Wow! You’ve come a long way, baby! In the 1980s and 1990s, educators and policy-makers were jumping on the bandwagon to provide free kindergarten programs in all public schools. The reasoning then was that after a year of kindergarten, every child would finally enter first grade ready to learn.
Fast-forward to 2015. Now policy makers are clamoring for academic preschool programs so that every child will enter kindergarten ready to learn.
The president proposed that we should provide full day preschool programs for all kids, even though it is well documented that current preschool programs like Head-Start have limited success.
“Head Start has an impact on 4-year-olds’ language and literacy skills while they are in Head Start, but these early gains are not sustained as the children develop and move into the early school years. Furthermore, there is no evidence of impacts on children’s math ability, pre-writing skills, or teacher assessments at the end of Head Start, at the end of kindergarten, or at the end of 1st grade. In other words, the children in the Head Start group ended their Head Start year with moderately higher skills than their counterparts in the control group, but this advantage did not lead to longer term gains when they were in school. At the end of 1st grade, they end up at the same point as the children who were not given access to the program…The Head Start group scores are not statistically different from the control group scores in kindergarten and 1st grade.” (1)
Not many years ago kids were expected to start learning the ABC’s at age six when they entered first grade. Now it is no longer acceptable for students to enter kindergarten expecting to be taught everything they need to know to move on to first grade. If they don’t know at least some letters and sounds, they are already behind. In a decade or two from now, will we be saying that kids still don’t know enough, therefore we need to provide a full school day for three-year-olds so they will enter preschool ready to learn?
Administrators in my district say they want to “focus more effort on connecting with early learning and child care providers to ensure that they are equipped to help children prepare for kindergarten.” (2)
Maybe we should stop and think about this! If putting kids in school a year earlier didn’t achieve the desired results back then (since our test scores have remained flat), what makes us think putting children in school yet another year earlier will work now? A number of studies demonstrate that starting children in school at age four can actually be detrimental to their achievement.
Do we really think that all four-year-old children should be in school for a full day? Not everyone does. Education Corner writes, “Even though children in daycare programs can develop intellectually, children benefit most when parents stay at home with their children and educate them.” (3)
If they are not going to go to school, what should preschoolers be doing? Playing, of course! Play gives children the opportunity to learn to be self-directed, to persevere, focus attention, imagine, experiment, discover, problem-solve and create. Too much formal education at a tender age may detract from this very important part of child development.
Young children learn things informally, from parents and siblings. During parent or caregiver interactions, children learn that something is big or little, sweet or sour, smooth or rough, loud or soft, light or dark, red or blue. Parents naturally teach their preschoolers basic concepts like colors, shapes, counting, sorting, etc.

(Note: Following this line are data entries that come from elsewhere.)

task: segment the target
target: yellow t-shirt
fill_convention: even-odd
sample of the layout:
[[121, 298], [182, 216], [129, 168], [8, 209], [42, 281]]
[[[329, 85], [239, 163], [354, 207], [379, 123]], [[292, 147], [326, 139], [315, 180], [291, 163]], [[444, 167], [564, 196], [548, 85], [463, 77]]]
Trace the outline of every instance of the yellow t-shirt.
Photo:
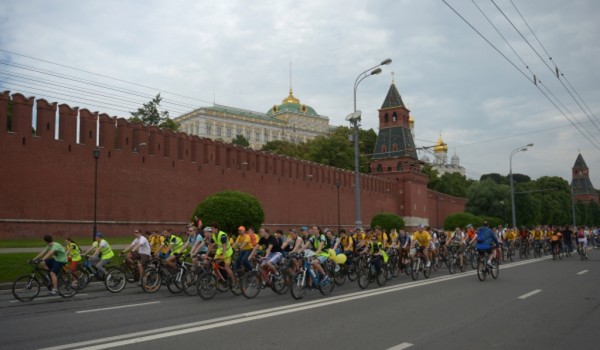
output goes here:
[[419, 242], [421, 247], [428, 248], [429, 243], [431, 243], [431, 235], [425, 230], [417, 231], [413, 233], [412, 240]]

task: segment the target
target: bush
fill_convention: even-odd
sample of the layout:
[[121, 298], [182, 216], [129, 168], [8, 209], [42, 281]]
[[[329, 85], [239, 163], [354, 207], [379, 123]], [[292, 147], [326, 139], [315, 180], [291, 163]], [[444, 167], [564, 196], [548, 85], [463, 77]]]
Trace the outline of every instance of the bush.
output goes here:
[[456, 213], [448, 215], [444, 220], [444, 229], [454, 231], [455, 228], [460, 227], [464, 229], [468, 224], [473, 225], [474, 228], [481, 226], [483, 219], [478, 216], [469, 213]]
[[390, 232], [391, 229], [402, 229], [406, 227], [404, 219], [392, 213], [377, 214], [371, 219], [371, 228], [380, 226], [385, 232]]
[[223, 191], [206, 197], [192, 215], [202, 223], [219, 223], [221, 231], [232, 235], [242, 225], [258, 229], [265, 220], [265, 212], [256, 197], [239, 191]]

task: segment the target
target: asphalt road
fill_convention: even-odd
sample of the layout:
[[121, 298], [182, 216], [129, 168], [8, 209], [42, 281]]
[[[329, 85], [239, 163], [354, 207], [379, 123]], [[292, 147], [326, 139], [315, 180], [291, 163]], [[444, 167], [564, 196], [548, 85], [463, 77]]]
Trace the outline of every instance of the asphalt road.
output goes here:
[[333, 294], [295, 301], [263, 290], [253, 300], [119, 294], [101, 285], [72, 299], [15, 301], [0, 293], [3, 349], [597, 349], [600, 251], [501, 266], [497, 280], [475, 271], [413, 282], [407, 276], [365, 291], [347, 281]]

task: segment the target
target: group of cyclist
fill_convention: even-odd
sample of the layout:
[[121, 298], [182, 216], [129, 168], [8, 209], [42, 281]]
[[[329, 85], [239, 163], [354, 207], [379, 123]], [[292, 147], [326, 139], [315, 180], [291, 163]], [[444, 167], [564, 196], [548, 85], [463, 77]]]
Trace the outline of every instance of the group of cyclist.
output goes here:
[[[488, 252], [491, 260], [497, 251], [504, 254], [517, 242], [524, 245], [525, 249], [546, 243], [553, 249], [569, 252], [573, 251], [574, 242], [577, 242], [578, 249], [583, 249], [587, 258], [588, 239], [597, 239], [593, 229], [586, 231], [584, 228], [577, 228], [573, 231], [570, 226], [536, 226], [533, 229], [522, 227], [517, 230], [507, 229], [502, 225], [490, 228], [487, 222], [478, 229], [469, 224], [464, 230], [457, 227], [450, 232], [418, 225], [412, 234], [395, 229], [387, 233], [381, 227], [365, 230], [356, 228], [350, 232], [341, 229], [335, 234], [331, 229], [322, 230], [316, 225], [310, 228], [303, 226], [298, 231], [290, 229], [287, 235], [281, 230], [271, 233], [266, 227], [259, 228], [258, 234], [252, 227], [239, 226], [237, 231], [237, 235], [232, 237], [223, 232], [218, 223], [203, 226], [199, 219], [190, 223], [179, 235], [171, 230], [160, 233], [155, 230], [144, 234], [141, 229], [135, 229], [134, 240], [123, 249], [121, 255], [125, 256], [130, 266], [137, 269], [138, 276], [143, 275], [151, 258], [164, 259], [166, 266], [175, 270], [176, 259], [183, 254], [192, 257], [193, 265], [211, 256], [222, 261], [229, 280], [235, 283], [236, 275], [233, 270], [251, 270], [251, 261], [259, 252], [264, 255], [261, 267], [276, 276], [279, 274], [276, 266], [284, 255], [290, 258], [292, 273], [300, 267], [299, 257], [307, 255], [313, 257], [311, 268], [320, 275], [327, 276], [323, 264], [330, 257], [339, 254], [346, 255], [348, 259], [357, 254], [370, 254], [373, 265], [379, 270], [382, 264], [388, 262], [392, 250], [396, 250], [402, 259], [410, 259], [420, 250], [429, 267], [440, 252], [447, 254], [450, 250], [456, 252], [460, 265], [465, 264], [464, 252], [470, 246], [480, 252]], [[42, 268], [50, 271], [53, 283], [50, 294], [56, 294], [56, 274], [64, 265], [75, 271], [82, 256], [88, 255], [95, 268], [106, 273], [104, 266], [115, 256], [100, 232], [86, 252], [82, 252], [71, 238], [65, 240], [65, 247], [54, 242], [50, 235], [46, 235], [44, 240], [47, 247], [34, 260], [42, 259]], [[338, 268], [336, 263], [336, 270]]]

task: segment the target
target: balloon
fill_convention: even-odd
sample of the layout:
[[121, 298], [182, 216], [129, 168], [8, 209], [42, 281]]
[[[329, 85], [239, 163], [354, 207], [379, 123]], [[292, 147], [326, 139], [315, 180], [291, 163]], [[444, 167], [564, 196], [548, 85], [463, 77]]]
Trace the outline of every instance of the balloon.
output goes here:
[[348, 259], [348, 257], [346, 256], [346, 254], [338, 254], [335, 256], [335, 262], [343, 265], [344, 263], [346, 263], [346, 260]]

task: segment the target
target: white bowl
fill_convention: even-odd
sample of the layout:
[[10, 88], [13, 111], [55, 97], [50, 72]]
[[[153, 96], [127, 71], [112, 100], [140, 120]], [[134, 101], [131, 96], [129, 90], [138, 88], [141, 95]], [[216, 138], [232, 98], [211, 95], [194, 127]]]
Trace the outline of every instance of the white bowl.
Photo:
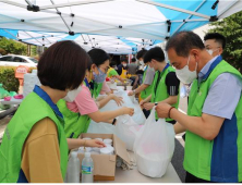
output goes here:
[[86, 150], [84, 147], [80, 147], [77, 152], [84, 153], [84, 152], [90, 152], [93, 149], [90, 147], [86, 147]]
[[111, 147], [105, 147], [100, 149], [101, 155], [113, 155], [114, 149]]

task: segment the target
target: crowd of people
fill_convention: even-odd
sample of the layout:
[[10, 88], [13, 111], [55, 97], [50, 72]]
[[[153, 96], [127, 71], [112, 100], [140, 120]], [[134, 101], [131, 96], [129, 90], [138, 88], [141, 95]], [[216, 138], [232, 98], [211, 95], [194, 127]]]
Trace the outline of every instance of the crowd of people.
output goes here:
[[[0, 146], [0, 182], [55, 182], [65, 177], [69, 150], [81, 146], [105, 147], [97, 139], [83, 140], [90, 120], [116, 125], [116, 118], [134, 109], [99, 111], [112, 94], [106, 77], [121, 82], [130, 75], [146, 118], [166, 119], [176, 134], [185, 132], [185, 182], [242, 182], [242, 76], [221, 57], [226, 39], [180, 32], [166, 45], [142, 49], [128, 64], [110, 61], [101, 49], [86, 52], [74, 41], [49, 47], [38, 62], [38, 78], [8, 124]], [[138, 60], [137, 64], [136, 60]], [[138, 82], [142, 82], [138, 84]], [[178, 110], [180, 85], [187, 87], [187, 114]], [[99, 95], [105, 94], [102, 98]]]

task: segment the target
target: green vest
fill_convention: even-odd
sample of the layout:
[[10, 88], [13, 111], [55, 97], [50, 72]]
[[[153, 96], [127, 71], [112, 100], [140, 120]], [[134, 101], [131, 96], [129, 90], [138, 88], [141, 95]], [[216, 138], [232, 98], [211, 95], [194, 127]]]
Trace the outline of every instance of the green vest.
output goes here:
[[[156, 72], [155, 78], [154, 78], [154, 85], [153, 85], [152, 102], [159, 102], [159, 101], [162, 101], [162, 100], [169, 98], [169, 94], [167, 92], [166, 77], [167, 77], [167, 74], [170, 73], [170, 72], [174, 72], [174, 69], [171, 67], [171, 66], [168, 66], [167, 69], [165, 69], [165, 71], [161, 72], [161, 74], [160, 74], [160, 81], [159, 82], [157, 82], [159, 73]], [[158, 83], [158, 85], [157, 85], [157, 89], [155, 91], [157, 83]], [[180, 100], [180, 96], [178, 95], [177, 103], [171, 104], [171, 106], [174, 107], [176, 109], [178, 109], [179, 100]], [[157, 112], [156, 112], [156, 119], [157, 120], [159, 119], [158, 115], [157, 115]], [[166, 121], [173, 121], [173, 120], [167, 118]]]
[[[187, 115], [202, 116], [204, 102], [209, 92], [209, 88], [214, 81], [222, 73], [231, 73], [242, 79], [240, 72], [226, 61], [221, 61], [215, 66], [210, 75], [202, 81], [199, 85], [197, 79], [193, 82], [189, 96]], [[218, 136], [214, 140], [206, 140], [201, 136], [186, 131], [183, 165], [187, 172], [206, 181], [237, 182], [239, 180], [239, 182], [242, 182], [242, 97], [238, 102], [234, 115], [237, 122], [234, 125], [238, 131], [235, 131], [234, 127], [232, 128], [232, 132], [228, 131], [233, 121], [226, 119]], [[234, 133], [237, 133], [238, 136], [234, 136]], [[233, 138], [237, 141], [230, 143]], [[234, 145], [234, 147], [232, 147], [231, 144]], [[231, 155], [233, 148], [238, 150], [238, 152], [235, 152], [235, 159], [231, 156], [226, 159], [226, 156], [223, 157], [223, 155], [227, 152]], [[232, 163], [234, 160], [235, 165]], [[239, 171], [238, 174], [235, 174], [235, 178], [238, 180], [233, 178], [233, 170]], [[232, 175], [230, 175], [230, 173]]]
[[95, 99], [100, 94], [101, 88], [102, 88], [102, 84], [104, 83], [97, 84], [97, 83], [94, 82], [94, 89], [90, 89], [90, 94], [92, 94], [92, 97], [94, 97]]
[[63, 120], [58, 118], [50, 106], [37, 94], [31, 92], [21, 103], [8, 124], [0, 146], [0, 182], [16, 183], [21, 170], [24, 143], [38, 121], [49, 118], [58, 130], [60, 165], [64, 180], [68, 165], [68, 143], [63, 130]]
[[77, 138], [82, 133], [87, 132], [90, 123], [88, 115], [81, 115], [80, 112], [72, 112], [68, 109], [66, 102], [63, 99], [60, 99], [57, 106], [64, 116], [64, 132], [66, 138]]
[[[147, 69], [148, 69], [148, 66], [146, 67], [145, 72], [144, 72], [144, 75], [143, 75], [143, 84], [144, 84], [144, 82], [145, 82]], [[153, 84], [152, 84], [152, 85], [149, 85], [146, 89], [144, 89], [144, 90], [141, 91], [141, 98], [142, 98], [143, 100], [146, 99], [149, 95], [152, 95], [153, 85], [154, 85], [154, 81], [153, 81]]]

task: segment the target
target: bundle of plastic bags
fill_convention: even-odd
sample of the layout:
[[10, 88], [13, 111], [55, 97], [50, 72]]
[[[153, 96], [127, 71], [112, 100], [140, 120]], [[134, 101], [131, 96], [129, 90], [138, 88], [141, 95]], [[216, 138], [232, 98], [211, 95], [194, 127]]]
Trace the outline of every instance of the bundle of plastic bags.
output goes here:
[[133, 151], [136, 133], [142, 125], [138, 125], [129, 115], [122, 115], [116, 123], [116, 135], [125, 143], [126, 149]]
[[150, 177], [161, 177], [174, 151], [173, 125], [164, 119], [156, 122], [155, 109], [134, 141], [137, 170]]
[[[128, 92], [124, 90], [118, 90], [114, 92], [114, 95], [123, 98], [122, 107], [134, 108], [134, 114], [132, 116], [132, 121], [138, 125], [143, 125], [146, 121], [145, 115], [140, 108], [134, 106], [134, 103], [131, 101], [130, 97], [128, 96]], [[117, 110], [120, 108], [121, 107], [119, 107], [114, 100], [110, 100], [104, 108], [100, 109], [100, 111], [101, 112], [111, 111], [111, 110]], [[121, 119], [123, 119], [123, 116], [120, 116], [120, 119], [119, 118], [117, 118], [117, 119], [121, 120]], [[87, 130], [87, 133], [116, 134], [116, 126], [113, 126], [109, 123], [104, 123], [104, 122], [96, 123], [92, 120], [89, 127]]]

Children are listening and talking and expanding their vocabulary. We know that exposure to adult conversation with rich vocabulary usage will increase young children’s use and understanding of complex vocabulary words. Parents should be reading books aloud to young children which also helps develop vocabulary. A large vocabulary is linked to better reading comprehension and more successful decoding. Learning to read is critical for school success.
Some children are ready to learn to read as young as age four. I know a few of them. But most children at this age need to be physically active in play, and will not thrive in a formal academic setting. Play helps young children’s brains develop. A number of studies show that play-based preschool learning is good for kids. (4)
Some will argue that preschool helps children become better socialized, learning to take turns and share. That’s what parents used to teach kids along with their brothers and sisters and friends before formal schooling began! Unfortunately, far too many children are not taught considerate behavior prior to entering school and teachers are now expected to fill in the gaps. This steals time away from formal learning for these children and for those around them who are affected by their lack of self-control.
It seems that the argument for preschool socialization actually isn’t a very good one. “A study by researchers at Stanford University and the University of California showed negative socialization in the areas of externalizing behaviors, interpersonal skills, and self-control as a result of even short periods of time spent in preschool centers.” (5)
Some states already have a proven track record with preschool programs. Academic gains favoring children who have attended preschool are quickly lost. “More than a decade after offering students universal preschool, neither Oklahoma nor Georgia has shown impressive progress in students’ academic achievement, as measured by the National Assessment of Educational Progress. In fact, in Oklahoma, fourth-grade reading test scores have declined since 1998 when the state first implemented universal preschool. Furthermore, the report notes, ‘by the end of first grade, children who did not attend preschool had skills similar to those of Georgia’s preschoolers.’” (6)
Years ago, parents kept children home until around age six when they entered first grade, and then they learned the alphabet and how to add and subtract. So why did we start sending children to school at younger ages?
“The kindergarten movement was propelled by the industrial revolution and the introduction of women into the factory labor force…Kindergarten, once a half-day affair required by only 40 percent of US states, has become largely a full-day affair required nationwide. Academics, including math and reading curricula, testing and grades, are now the norm in many schools. Programs for younger children have expanded as well…Having your child cared for outside of the home, once looked down upon as an abrogation of a mother’s maternal instinct, is now a socially accepted practice. Indeed, those parents who choose not to put their children in out-of-home settings are the ones perceived as insufficiently concerned with their child’s welfare.” (7)
The big question is when do we decide that enough is enough? When are children too young for schooling? When do we stop requiring more academic achievement from children at ever younger ages? We have seen little gain in test scores in the years since we began providing kindergarten for all children and I strongly suspect it won’t happen when we provide full day preschool for all children either. Let’s let kids be kids a bit longer and let them imagine and build and learn through play until they are really ready to learn.